Zigic knocked on the open door.

‘Kate.’

She belted out another line, nodding along, fingers skipping across the keyboard.

‘Kate.’

He went up behind her and hooked out one of the white buds. She turned sharply.

‘I was just getting to the good bit.’

‘I heard,’ he said. ‘I think the whole station heard actually.’

She whipped out the other earphone and the music kept running from it, a man’s voice, high and screechy. ‘Why weren’t you at the PM?’

‘Had some extra troops to marshal.’

‘Aw, and I said it was because you were delicate.’

‘What have you got for me?’

She pulled a Manila folder out from the stack on her desk. ‘Let’s wait for Adams, OK, I don’t want to have to go through it all twice.’

‘What’s it got to do with him?’

‘There’s been a development.’ She picked up a bag of Skittles. ‘Want one?’

‘Kate.’

‘No, he’ll be here in a second.’

Zigic took a couple of sweets. They tasted plastic and saccharine.

Jenkins put her feet up on her desk, pink Crocs spattered with God knows what, and rocked back lightly in her chair. The music kept bleeding out of her earphones like white noise waiting for the voices of the dead to come through.
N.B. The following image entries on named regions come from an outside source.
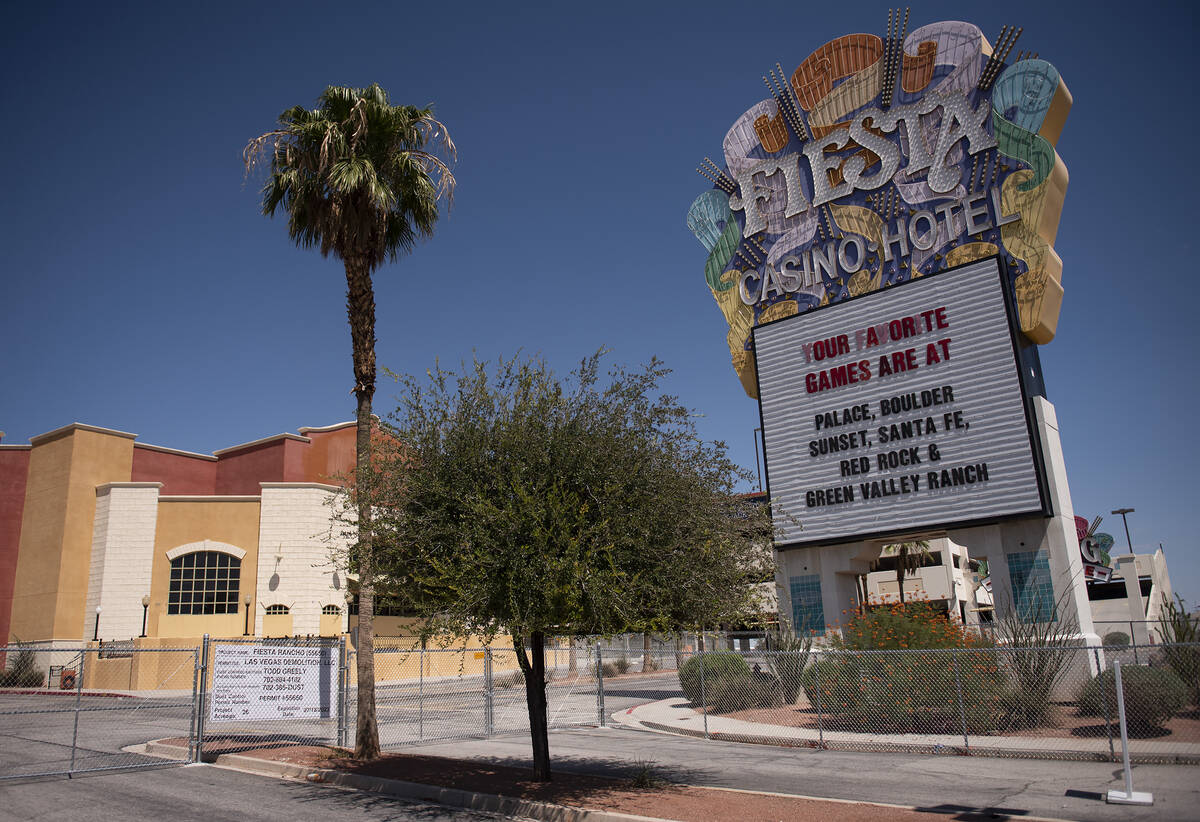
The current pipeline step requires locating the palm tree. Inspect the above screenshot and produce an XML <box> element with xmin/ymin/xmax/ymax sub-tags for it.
<box><xmin>244</xmin><ymin>84</ymin><xmax>455</xmax><ymax>758</ymax></box>
<box><xmin>883</xmin><ymin>540</ymin><xmax>934</xmax><ymax>605</ymax></box>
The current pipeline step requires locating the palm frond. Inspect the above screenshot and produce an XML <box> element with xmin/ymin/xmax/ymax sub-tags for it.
<box><xmin>242</xmin><ymin>84</ymin><xmax>457</xmax><ymax>268</ymax></box>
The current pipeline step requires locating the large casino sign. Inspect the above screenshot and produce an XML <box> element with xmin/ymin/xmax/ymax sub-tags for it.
<box><xmin>688</xmin><ymin>13</ymin><xmax>1072</xmax><ymax>396</ymax></box>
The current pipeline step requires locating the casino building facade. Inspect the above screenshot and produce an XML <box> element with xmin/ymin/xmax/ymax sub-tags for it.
<box><xmin>0</xmin><ymin>422</ymin><xmax>364</xmax><ymax>646</ymax></box>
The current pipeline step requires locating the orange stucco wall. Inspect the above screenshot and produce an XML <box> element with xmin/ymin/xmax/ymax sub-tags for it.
<box><xmin>146</xmin><ymin>497</ymin><xmax>260</xmax><ymax>637</ymax></box>
<box><xmin>8</xmin><ymin>426</ymin><xmax>133</xmax><ymax>641</ymax></box>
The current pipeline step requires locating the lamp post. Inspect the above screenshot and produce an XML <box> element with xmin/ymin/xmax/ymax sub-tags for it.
<box><xmin>1112</xmin><ymin>508</ymin><xmax>1133</xmax><ymax>553</ymax></box>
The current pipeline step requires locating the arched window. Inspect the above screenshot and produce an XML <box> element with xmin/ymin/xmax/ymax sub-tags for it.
<box><xmin>167</xmin><ymin>551</ymin><xmax>241</xmax><ymax>614</ymax></box>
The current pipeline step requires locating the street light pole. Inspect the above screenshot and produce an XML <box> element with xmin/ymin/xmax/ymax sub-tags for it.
<box><xmin>1112</xmin><ymin>508</ymin><xmax>1133</xmax><ymax>553</ymax></box>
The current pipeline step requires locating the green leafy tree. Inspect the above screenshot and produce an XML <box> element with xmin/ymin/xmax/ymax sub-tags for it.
<box><xmin>370</xmin><ymin>352</ymin><xmax>770</xmax><ymax>780</ymax></box>
<box><xmin>244</xmin><ymin>84</ymin><xmax>455</xmax><ymax>758</ymax></box>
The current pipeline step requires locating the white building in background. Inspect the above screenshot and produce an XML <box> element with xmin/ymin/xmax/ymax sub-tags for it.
<box><xmin>866</xmin><ymin>536</ymin><xmax>991</xmax><ymax>625</ymax></box>
<box><xmin>1087</xmin><ymin>548</ymin><xmax>1174</xmax><ymax>644</ymax></box>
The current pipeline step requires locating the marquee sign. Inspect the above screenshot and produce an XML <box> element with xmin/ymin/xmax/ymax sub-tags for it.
<box><xmin>754</xmin><ymin>258</ymin><xmax>1050</xmax><ymax>546</ymax></box>
<box><xmin>688</xmin><ymin>12</ymin><xmax>1072</xmax><ymax>396</ymax></box>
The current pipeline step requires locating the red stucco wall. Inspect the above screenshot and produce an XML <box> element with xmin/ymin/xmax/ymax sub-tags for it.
<box><xmin>0</xmin><ymin>448</ymin><xmax>31</xmax><ymax>652</ymax></box>
<box><xmin>216</xmin><ymin>439</ymin><xmax>294</xmax><ymax>496</ymax></box>
<box><xmin>132</xmin><ymin>443</ymin><xmax>217</xmax><ymax>496</ymax></box>
<box><xmin>296</xmin><ymin>425</ymin><xmax>358</xmax><ymax>485</ymax></box>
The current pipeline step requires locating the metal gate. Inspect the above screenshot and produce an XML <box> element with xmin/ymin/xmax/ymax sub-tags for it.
<box><xmin>0</xmin><ymin>643</ymin><xmax>200</xmax><ymax>780</ymax></box>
Zigic looked at the postcards arranged across the corkboard above her desk, small reproductions of Impressionist landscapes and still lifes, Pissarro street scenes and Cézanne apples. Bland, safe art to resettle her eye after hours staring at blood-spatter patterns and body parts disrupted from their natural arrangement.

She tossed a yellow Skittle in the air and caught it in her mouth.

‘How’s the family?’ Zigic asked.

‘Good. Yours?’

‘Yeah, good.’

She flicked another Skittle up in the air and a hand snatched it as it began to drop.

Adams popped the sweet in his mouth. ‘What’ve you got for me, red?’

‘Same thing I’ve got for Ziggy.’

They nodded to each other and Zigic realised Adams was as happy with the development as he was. Nobody liked sharing a case.

‘Come on then.’

Jenkins went back out into the lab, taking the file with her, and they danced around each other for a moment, an excess of good manners which Adams managed to turn into a pantomime, a stupid smile on his face as he half bowed and ushered Zigic out of the door.

He was supposed to be an excellent detective, vicious and intuitive by turns, and rumour was he’d be replacing DCS Riggott within the next five years, but Zigic couldn’t see it, dreaded the idea of having him as a superior. Not that he didn’t like the man. They’d been sergeants at the same time, worked on several major cases together, and Adams struck him as capable, but he treated the job like a game, glided through it seemingly unconcerned with the victims or their families, unless he was trying to screw one of them.